The Definition of Stress
Stress is anything that your body needs to adapt to. It is input into your central processor (i.e., nervous system). The definition of stress is neither good nor bad. It is just input! Now, there can be too much input, where you can get a sense of feeling overwhelmed.
But in just the right quantity, stress produces positive changes within the body (called “eustress"). The flip of that is that there can also be bad input, which is called “distress,” which causes your body to adapt in ways that will not be good for your long-term survival … but more on that later. For now, the simple recognition that stress is simply input is what I need you to understand.
The Definition of Adaptability
The ability of your body to adapt to stress is the key to life ... and the TYPE of stress is what will determine the quality of your health. Adaptability is the ability of your body to receive input and processing information without breaking down and to make an appropriate change based on the nature of the information received.
I often use the analogy of a computer running programs. Adaptability refers to the processing power of the computer. Under normal circumstances with just a few programs running, the computer will be able to work just fine. However, if you turn on every single program all at once, it lowers the available processing capacity of the computer, causing it to slow down.
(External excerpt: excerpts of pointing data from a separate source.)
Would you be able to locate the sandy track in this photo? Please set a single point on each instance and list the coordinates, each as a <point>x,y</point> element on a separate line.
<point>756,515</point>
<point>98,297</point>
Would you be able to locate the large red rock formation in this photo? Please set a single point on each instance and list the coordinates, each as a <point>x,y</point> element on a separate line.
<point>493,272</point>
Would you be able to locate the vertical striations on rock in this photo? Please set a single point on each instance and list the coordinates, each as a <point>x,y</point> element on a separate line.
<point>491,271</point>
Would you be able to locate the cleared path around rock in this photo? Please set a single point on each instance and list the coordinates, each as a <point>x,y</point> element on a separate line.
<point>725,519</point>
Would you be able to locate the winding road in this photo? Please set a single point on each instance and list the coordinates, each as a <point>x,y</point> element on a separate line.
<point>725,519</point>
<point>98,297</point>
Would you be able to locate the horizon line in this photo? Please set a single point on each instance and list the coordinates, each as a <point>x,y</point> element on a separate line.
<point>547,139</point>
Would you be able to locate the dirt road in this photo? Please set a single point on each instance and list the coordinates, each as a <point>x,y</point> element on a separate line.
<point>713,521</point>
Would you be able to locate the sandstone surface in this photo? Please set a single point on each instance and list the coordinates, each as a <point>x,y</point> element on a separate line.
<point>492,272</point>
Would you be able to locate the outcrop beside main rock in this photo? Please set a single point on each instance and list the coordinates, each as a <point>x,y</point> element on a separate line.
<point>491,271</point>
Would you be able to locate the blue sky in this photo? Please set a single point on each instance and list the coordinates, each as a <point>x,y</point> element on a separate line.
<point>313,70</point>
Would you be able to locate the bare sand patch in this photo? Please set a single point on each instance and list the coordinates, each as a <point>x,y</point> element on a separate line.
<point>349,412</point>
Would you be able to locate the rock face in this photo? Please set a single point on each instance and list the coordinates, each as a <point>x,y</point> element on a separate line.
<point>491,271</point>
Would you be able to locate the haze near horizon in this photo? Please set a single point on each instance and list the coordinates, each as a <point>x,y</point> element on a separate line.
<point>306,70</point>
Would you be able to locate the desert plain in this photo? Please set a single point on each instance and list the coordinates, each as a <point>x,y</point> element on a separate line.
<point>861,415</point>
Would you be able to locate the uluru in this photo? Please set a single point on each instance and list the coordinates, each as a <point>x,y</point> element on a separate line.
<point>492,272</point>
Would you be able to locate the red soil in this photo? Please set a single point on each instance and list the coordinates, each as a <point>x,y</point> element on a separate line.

When we talk about adaptability in the human body, think of it as the range of your ability to process stress (whether eustress or distress). As an illustration, you know how when you’re REALLY tired that your normal tolerance for things that bug you go way down?
It's the same thing, but on a much larger scale when we’re talking about the 38 quadrillion things that happen in your body every second. By understanding the definition of stress and adaptability, now we're ready to consider the definitions of health and disease.